How to Farm and Plot Chia Coins with just one Raspberry Pi
by Chris WasshuberThe Chia cryptocurrency has made a splash. It is the brainchild of Bram Cohen, the inventor of the BitTorrent protocol. Some say he is a genius. Others consider him a sleazeball and opportunist. I have no idea. I have never met him and don't know what he is. But my life experience has taught me that the truth often lies somewhere in the middle. Perhaps he is a genius sleazeball. Who knows. This is not about Mr. Cohen. This article is about helping you make sense of it all and navigating the treacherous waters, or should I say 'farmlands' of Chia cryptocurrency farming.
Chia caused a shortage of storage space. Prices for hard disks and SSDs have increased due to that shortage. The Internet is filled with recommendations for pricey plotting hardware. It is crazy. I have been down that road a few years back with bitcoin mining. I barely broke even. It should be no surprise that a similar situation exists with Chia coins. I don't think many of the smaller farmers will turn a profit. They will invest a lot in hardware at the time prices are overblown and perhaps never make their money back. The Chia coin or XCH had a more or less continuous slide down from $1600 to now barely $200. Nobody can say where it will go, up or down, from here, but I think for the short to medium future it is more likely to further go down than to go up. The total network storage space dedicated to Chia farming has increased to more than 30 ExaBytes. The larger this goes the less you will be able to earn with your storage space. Over the last days, it seems to have stabilized, but anybody who has a smidgen of understanding of economics knows that as long as there is a profit to be made more will join, more hard disks will be bought and filled with plots, until the profit opportunity is gone. Thus the network space will continue to increase until there is little to no profit that can be made for the normal participant. As with any commodity, profit will reduce to cover the marginal cost. In the end, it will again, as with bitcoin mining, come down to operational efficiencies, that is size and capital of the operation so that one can procure hard disks at lower prices than retail price, and so that one can get electric power at a lower price than the regular person, like you and me, can get it. Even though Chia promotes the fact that less electric energy is being used to farm Chia than to mine Bitcoins, it still requires a good amount of power. Something needs to keep those magnetic platters spinning. Also, don't forget how much power you waste and SSDs you trash plotting all those plots as fast as you can go. I already feel sad for all those who have plowed thousands of dollars into plotting hardware. Unless you were very very early, meaning March/April of 2021, you will very likely not make a big profit, or perhaps no profit at all.

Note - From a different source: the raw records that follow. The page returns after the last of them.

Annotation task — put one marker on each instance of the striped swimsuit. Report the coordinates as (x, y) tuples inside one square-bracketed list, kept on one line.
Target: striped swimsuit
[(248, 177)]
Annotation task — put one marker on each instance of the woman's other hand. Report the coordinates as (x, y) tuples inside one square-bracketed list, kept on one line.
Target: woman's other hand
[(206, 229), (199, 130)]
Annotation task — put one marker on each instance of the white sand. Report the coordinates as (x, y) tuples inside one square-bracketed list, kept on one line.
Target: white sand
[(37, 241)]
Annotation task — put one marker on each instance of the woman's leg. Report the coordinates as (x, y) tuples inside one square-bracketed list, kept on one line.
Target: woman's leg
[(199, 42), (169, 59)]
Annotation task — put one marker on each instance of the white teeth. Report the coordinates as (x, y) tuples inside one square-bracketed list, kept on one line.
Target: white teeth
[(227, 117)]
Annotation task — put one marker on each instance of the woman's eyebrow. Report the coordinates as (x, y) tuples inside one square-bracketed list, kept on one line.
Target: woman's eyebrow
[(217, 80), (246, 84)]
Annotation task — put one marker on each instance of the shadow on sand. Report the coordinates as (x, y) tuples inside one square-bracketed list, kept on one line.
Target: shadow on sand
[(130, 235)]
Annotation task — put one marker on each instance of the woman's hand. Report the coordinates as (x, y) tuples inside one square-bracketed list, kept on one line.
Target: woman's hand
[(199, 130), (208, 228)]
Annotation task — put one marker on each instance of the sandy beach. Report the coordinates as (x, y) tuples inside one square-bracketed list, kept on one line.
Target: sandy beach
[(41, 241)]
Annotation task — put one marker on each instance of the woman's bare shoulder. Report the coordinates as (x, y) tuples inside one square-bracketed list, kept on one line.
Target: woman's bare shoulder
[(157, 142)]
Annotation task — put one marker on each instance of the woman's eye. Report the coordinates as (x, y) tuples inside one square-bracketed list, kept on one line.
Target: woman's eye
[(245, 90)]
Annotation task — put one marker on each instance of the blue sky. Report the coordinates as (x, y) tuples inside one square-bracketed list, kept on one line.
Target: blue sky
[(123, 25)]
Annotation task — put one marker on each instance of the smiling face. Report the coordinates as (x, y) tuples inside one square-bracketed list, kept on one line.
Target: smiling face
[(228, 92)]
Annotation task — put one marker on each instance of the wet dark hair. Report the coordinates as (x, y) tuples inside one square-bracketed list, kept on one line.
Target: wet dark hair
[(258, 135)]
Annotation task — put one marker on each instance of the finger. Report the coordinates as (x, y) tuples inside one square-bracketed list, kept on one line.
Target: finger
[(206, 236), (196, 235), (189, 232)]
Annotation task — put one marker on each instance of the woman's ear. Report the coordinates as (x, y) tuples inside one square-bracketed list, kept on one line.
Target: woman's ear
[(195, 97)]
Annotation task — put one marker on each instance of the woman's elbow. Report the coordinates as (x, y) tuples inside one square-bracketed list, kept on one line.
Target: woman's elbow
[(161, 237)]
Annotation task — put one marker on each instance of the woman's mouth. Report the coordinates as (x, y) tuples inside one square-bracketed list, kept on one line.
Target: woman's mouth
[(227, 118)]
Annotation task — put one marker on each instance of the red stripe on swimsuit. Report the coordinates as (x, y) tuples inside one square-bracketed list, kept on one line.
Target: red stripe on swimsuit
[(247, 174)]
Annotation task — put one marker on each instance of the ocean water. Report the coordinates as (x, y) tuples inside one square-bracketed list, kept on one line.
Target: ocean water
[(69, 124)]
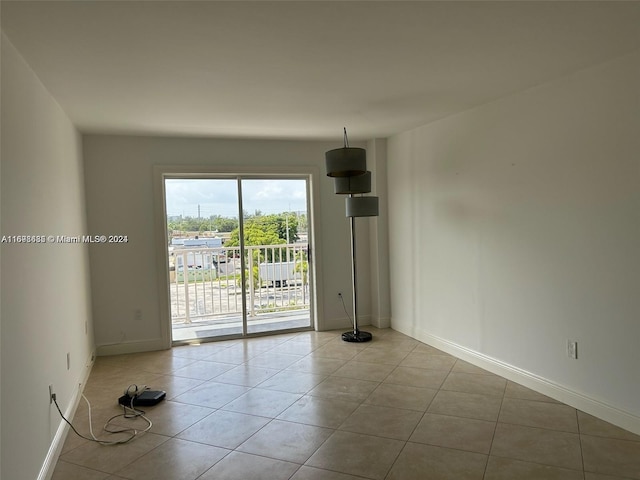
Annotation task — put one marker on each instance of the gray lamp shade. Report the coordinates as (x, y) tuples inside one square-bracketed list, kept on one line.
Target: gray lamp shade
[(346, 162), (355, 184), (362, 206)]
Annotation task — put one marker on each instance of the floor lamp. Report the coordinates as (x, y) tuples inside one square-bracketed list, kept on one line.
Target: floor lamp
[(348, 167)]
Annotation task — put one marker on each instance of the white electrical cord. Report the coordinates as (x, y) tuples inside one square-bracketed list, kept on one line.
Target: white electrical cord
[(107, 428)]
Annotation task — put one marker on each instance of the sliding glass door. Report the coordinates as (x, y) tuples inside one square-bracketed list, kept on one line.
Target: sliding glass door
[(237, 254)]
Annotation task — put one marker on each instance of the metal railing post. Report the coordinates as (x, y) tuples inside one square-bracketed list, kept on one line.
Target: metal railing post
[(185, 279)]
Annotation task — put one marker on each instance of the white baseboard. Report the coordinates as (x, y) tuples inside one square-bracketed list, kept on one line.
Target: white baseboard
[(132, 347), (585, 403), (49, 464)]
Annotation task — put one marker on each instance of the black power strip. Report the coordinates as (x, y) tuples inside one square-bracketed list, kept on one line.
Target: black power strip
[(147, 398)]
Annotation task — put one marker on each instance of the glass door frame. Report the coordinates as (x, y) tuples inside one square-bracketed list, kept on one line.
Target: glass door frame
[(309, 174)]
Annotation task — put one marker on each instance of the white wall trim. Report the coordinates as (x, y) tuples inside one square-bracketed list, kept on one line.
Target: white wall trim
[(55, 449), (132, 347), (581, 401)]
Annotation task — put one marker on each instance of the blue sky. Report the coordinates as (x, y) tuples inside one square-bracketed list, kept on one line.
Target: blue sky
[(219, 196)]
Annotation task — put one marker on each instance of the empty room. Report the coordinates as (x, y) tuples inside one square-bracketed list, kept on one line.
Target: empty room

I am a contrarian by nature, so I asked myself: Can I approach this differently? What if I experiment at the opposite end of the spectrum? What if I find the cheapest and lowest power hardware that can still plot and farm Chia? That is exactly what I have done. Over the last months I have used and abused a Raspberry Pi 4 to not only harvest and farm Chia plots but to at the same time create plots, too. For a mere $75 I can create a plot in less than 23 hours and have at the same time a full node, wallet, farmer, and harvester running. I don't use any SSD just plain old magnetic hard disks. All of this without occupying my regular computer and at a much lower power consumption than your typical plotting rig. I am explaining everything in my ebook How to Farm and Plot Chia Coins with just a Raspberry Pi.

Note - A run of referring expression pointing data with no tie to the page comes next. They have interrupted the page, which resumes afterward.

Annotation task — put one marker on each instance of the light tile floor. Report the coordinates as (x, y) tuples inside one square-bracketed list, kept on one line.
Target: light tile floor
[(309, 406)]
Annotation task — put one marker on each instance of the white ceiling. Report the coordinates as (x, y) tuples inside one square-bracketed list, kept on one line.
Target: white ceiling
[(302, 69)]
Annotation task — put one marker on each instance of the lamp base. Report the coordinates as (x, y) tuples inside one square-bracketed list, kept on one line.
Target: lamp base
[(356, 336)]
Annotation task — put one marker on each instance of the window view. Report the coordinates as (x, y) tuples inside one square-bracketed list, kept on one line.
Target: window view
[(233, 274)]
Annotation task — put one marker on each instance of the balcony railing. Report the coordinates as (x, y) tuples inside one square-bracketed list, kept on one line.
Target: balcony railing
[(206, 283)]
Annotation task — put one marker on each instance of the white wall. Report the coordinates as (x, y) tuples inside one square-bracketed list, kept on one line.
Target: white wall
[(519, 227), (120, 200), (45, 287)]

This is a long-term strategy. With about 1 plot a day I will not break any speed records of filling up Terra Bytes of storage space. But then again this is not a formula one race. Money has a time value. It is a big benefit if one can delay capital investment. Slow plotting has the distinct advantage that one does not have to make a big capital investment upfront and that one can take advantage of special deals and particularly low prices over time. Just as hard disks are overpriced now, there will come a time when they will be particularly cheap. There will soon be a glut of disks and retailers will want to get rid of them at discount prices because manufacturers will overreact to the current shortage. Slow plotting allows one to take advantage of such swings in supply and demand. Time will also inform us if the Chia cryptocurrency can not only make a splash but also has staying power. Can it compete with Bitcoin and Ether? I don't know. I think it has a chance, but this chance is probably lower than most enthusiasts will want to admit. In any case, my recommendation is to take it slow. Don't get sucked in with the overenthusiastic crowd. By all means, do not stand on the sideline, do farm, or do purchase some Chia coins, inform yourself, keep up with the developments around Chia. Cryptocurrencies and blockchains will certainly not go away, but which coins will have long-term staying power is anybody's guess. Ultimately it will have nothing to do with farming or mining and it will also have not that much to do with technical details. It will all come down to usage. Which coins will garner the biggest adoption and thus the biggest use for more than pure speculation.